Discriminator の学習を 5 回、Generator の学習を 1 回行い、それを 1 iteration とする。

Discriminator の学習

論文の実装とほぼ同じで、Conditional GAN + WGAN-gp といった感じ。

graph LR

subgraph Input A
    input-x-real("«Input»<br/>Spectrogram<br/>1 x 256 x 256<br/>[0, 1]")
    input-label-real-out("«Input»<br/>Labels<sub>output</sub><br/>1476<br/>{-1, 0, 1}")
end

subgraph Input B
    input-x-orig("«Input»<br/>Spectrogram<br/>1 x 256 x 256<br/>[0, 1]")
    input-label-fake-in("«Input»<br/>Labels<sub>input</sub><br/>1479<br/>{0, 1}")
end

subgraph Loss 
    classify(Domain Classification Loss)
    adversarial(Adversarial Loss)
end

gen1[Generator]
dis1[Disciminator]
plus1((+))
wasserstein(Wasserstein Distance)
x-fake("Fake<br/>1 x 256 x 256<br/>[0, 1]")
cross1[Sigmoid Cross Entropy]

sampling[Sampling]
gradient[Calculating Gradient Penalty]
gradient-penalty(Gradient Penalty)
x10((x10))
plus2((+))

dis2[Discriminator]
minus1(("-"))

input-x-real --> gen1
input-label-fake-in --> gen1
gen1 --> x-fake
x-fake --> dis1
dis1 --> | Adversarial | plus1
plus1 --> wasserstein

input-x-real --> dis2
dis2 --> | Adversarial | minus1
minus1 --> wasserstein

dis1 --> | Classification | cross1
input-label-real-out --> cross1
cross1 --> classify
x-fake --> sampling
input-x-orig --> sampling
sampling --> gradient
gradient --> gradient-penalty
gradient-penalty --> x10
x10 --> plus2
wasserstein --> plus2
plus2 --> adversarial

Generator の学習

論文で使用している loss に加えて、StarGAN でいうところの Identity Mapping Loss を導入した。StarGAN では、明度反転画像を生成するような学習をしてしまうケースが報告されており、それを回避できるのではないかと考えた。

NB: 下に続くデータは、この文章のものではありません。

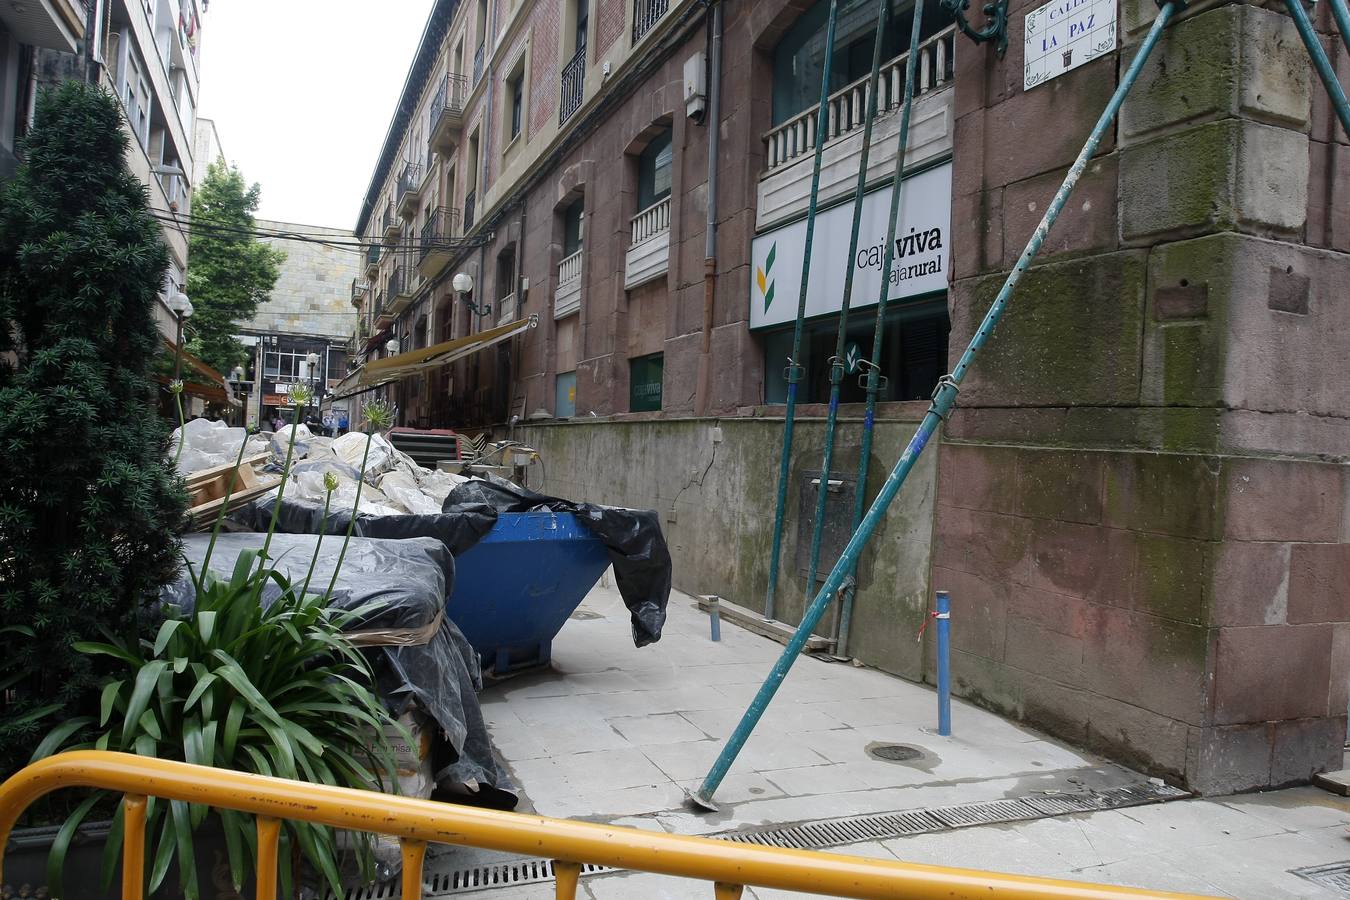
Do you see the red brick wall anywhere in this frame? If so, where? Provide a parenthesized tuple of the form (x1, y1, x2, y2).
(594, 0, 626, 61)
(529, 1, 560, 139)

更に、Feature Matching Loss も導入しているが、なぜ導入したかは不明。

graph LR

subgraph Input A
    x-real("«Input»<br/>Spectrogram<br/>1 x 256 x 256<br/>[0, 1]")
    label-real-in("«Input»<br/>Labels<sub>input</sub><br/>1479<br/>{0, 1}")
end

subgraph Input B
    x-orig("«Input»<br/>Spectrogram<br/>1 x 256 x 256<br/>[0, 1]")
    label-fake-in("«Input»<br/>Labels<sub>input</sub><br/>1479<br/>{0, 1}")
    label-fake-out("«Input»<br/>Labels<sub>output</sub><br/>1476<br/>{-1, 0, 1}")
end

subgraph Loss
    classify(Domain Classification Loss)
    adversarial(Adversarial Loss)
    recon(Reconstruction Loss)
    identity(Identity Mapping Loss)
    feature(Feature Matching Loss)
end

gen1[Generator]
gen2[Generator]
gen3[Generator]
x-fake("Fake<br/>1 x 256 x 256<br/>[0, 1]")
recon-mse[Mean Squared Error]
feat-mse[Mean Squared Error]
ident-mse[Mean Squred Error]
x10-recon((x10))
x10-feat((x10))
x10-ident((x10))
minus(("-"))

dis-fake[Discriminator]
dis-orig[Dsicriminator]
sce[Sigmoid Cross Entropy]

x-real --> gen1
label-fake-in --> gen1
gen1 --> x-fake

x-fake --> gen2
label-real-in --> gen2
gen2 --> recon-mse
x-real --> recon-mse
recon-mse --> x10-recon
x10-recon --> recon

x-fake --> dis-fake
x-orig --> dis-orig
dis-fake --> | Feature | feat-mse
dis-orig --> | Feature | feat-mse
feat-mse --> x10-feat
x10-feat --> feature

dis-fake --> | Classification | sce
label-fake-out --> sce
sce --> classify

dis-fake --> | Adversarial | minus
minus --> adversarial

x-real --> gen3
label-real-in --> gen3

gen3 --> ident-mse
x-real --> ident-mse

ident-mse --> x10-ident
x10-ident --> identity

学習パラメータ

optimizer: RMSprop

learning rate: 1e-5

minibatch size: 2

epoch: 203

結果

学習時間: 4.32 時間

ラベルの入力を問わず、ほぼ入力スペクトログラムと同じ出力を得るようになった。

学習曲線

Wasserstein Distance Domain Classification Loss Gradient Penalty Identity Mapping / Reconstruction Loss Feature Matching Loss

感想

冷静に考えればわかることだが、この Generator モデルでは、ラベルとマージした直後から考えると、横 256px のうち左右 62px 分しか影響しない。このため、想像のような出力が得られたかったのだと考える。